The portion OA of the curve is obtained when the current is
increases and AR is the portion when the current is decreasing.
Saturation:
“The point at which the maximum value of magnetic flux density is
obtained, called saturation.”
The magnetic flux density increases from zero to its maximum value. At this stage, the material
is said to be fully saturated.
Retaintivity or Remanence:
“The value of magnetic flux density, at which the current is zero is called remanence or
retaintivity” represented by point R. It is due to the tendency of domains to stay partially in line, once
they have been aligned.
Coercivity:
The value of reverse current at which the magnetic flux density
become zero is called coercivity, represented by point C on curve.
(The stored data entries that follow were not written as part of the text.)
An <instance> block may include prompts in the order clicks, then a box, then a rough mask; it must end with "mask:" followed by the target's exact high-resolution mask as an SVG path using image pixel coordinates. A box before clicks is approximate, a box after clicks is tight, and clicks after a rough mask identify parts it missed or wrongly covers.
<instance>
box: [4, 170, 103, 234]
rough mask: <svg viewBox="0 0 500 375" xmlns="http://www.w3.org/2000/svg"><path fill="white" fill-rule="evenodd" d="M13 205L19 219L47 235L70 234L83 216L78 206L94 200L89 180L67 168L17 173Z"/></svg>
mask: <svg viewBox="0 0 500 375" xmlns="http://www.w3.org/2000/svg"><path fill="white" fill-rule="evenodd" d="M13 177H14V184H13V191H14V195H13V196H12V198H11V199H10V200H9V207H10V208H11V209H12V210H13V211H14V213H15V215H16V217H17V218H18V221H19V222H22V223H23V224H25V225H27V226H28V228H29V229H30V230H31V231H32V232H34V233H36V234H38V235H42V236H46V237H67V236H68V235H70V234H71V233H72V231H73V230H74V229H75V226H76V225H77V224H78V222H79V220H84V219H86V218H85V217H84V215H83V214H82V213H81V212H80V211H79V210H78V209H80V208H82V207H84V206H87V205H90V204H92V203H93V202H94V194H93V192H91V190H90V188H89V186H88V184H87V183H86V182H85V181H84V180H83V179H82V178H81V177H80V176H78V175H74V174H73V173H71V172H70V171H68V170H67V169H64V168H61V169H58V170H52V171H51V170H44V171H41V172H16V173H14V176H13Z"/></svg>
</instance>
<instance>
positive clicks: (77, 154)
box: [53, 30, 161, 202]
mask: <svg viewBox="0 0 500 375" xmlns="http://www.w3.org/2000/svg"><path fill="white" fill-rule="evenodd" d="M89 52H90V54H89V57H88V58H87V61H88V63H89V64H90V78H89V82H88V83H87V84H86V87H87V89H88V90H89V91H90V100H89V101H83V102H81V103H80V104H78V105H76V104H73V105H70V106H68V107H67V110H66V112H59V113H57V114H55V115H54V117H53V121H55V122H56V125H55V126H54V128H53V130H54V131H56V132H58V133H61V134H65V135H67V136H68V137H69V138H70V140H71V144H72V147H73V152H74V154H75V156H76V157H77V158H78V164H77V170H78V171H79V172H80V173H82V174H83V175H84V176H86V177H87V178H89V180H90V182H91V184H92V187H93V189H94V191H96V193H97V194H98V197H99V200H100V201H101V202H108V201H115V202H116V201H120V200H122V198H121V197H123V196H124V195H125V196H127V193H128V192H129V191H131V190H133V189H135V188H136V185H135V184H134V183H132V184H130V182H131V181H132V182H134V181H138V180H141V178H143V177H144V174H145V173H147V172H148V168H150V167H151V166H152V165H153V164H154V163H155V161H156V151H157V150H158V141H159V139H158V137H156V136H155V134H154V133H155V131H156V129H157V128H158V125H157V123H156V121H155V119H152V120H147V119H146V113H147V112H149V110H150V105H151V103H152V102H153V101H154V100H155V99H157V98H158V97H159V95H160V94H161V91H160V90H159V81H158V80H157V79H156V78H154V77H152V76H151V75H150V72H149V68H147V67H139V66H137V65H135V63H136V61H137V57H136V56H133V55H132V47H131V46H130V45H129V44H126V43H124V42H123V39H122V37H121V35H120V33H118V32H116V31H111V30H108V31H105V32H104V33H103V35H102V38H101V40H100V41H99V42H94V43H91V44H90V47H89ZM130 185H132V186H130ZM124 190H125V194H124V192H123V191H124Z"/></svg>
Coercivity of steel is more than iron as more current is needed to
demagnetize it.
Area of the loop:
The area of the loop is the measure of the energy needed to
magnetize and demagnetize the specimen during each cycle of the
magnetizing current.
This is the energy required to do work against internal friction of the
domains. This work is dissipated as heat . It is called hysteresis loss.
Examples:
Hard magnetic materials e.g., steel , cannot be magnetize and
demagnetize easily, so they have large loop area as compared to soft materials
e.g., iron which can be easily magnetize. Thus,
“ energy dissipated per cycle for iron is less than that of steel.”
Advantage of Hysteresis loss:

i. Suitability of magnetic material: can be studied easily by drawing the hysteresis loop.
A material with high retaintivity and large coercivity would be most suitable to make a
permanent bar magnet.
ii. Reducing the energy loss:
The cores of electromagnets used for alternating current should have narrow hysterisis
curve of small area to minimize the energy loss.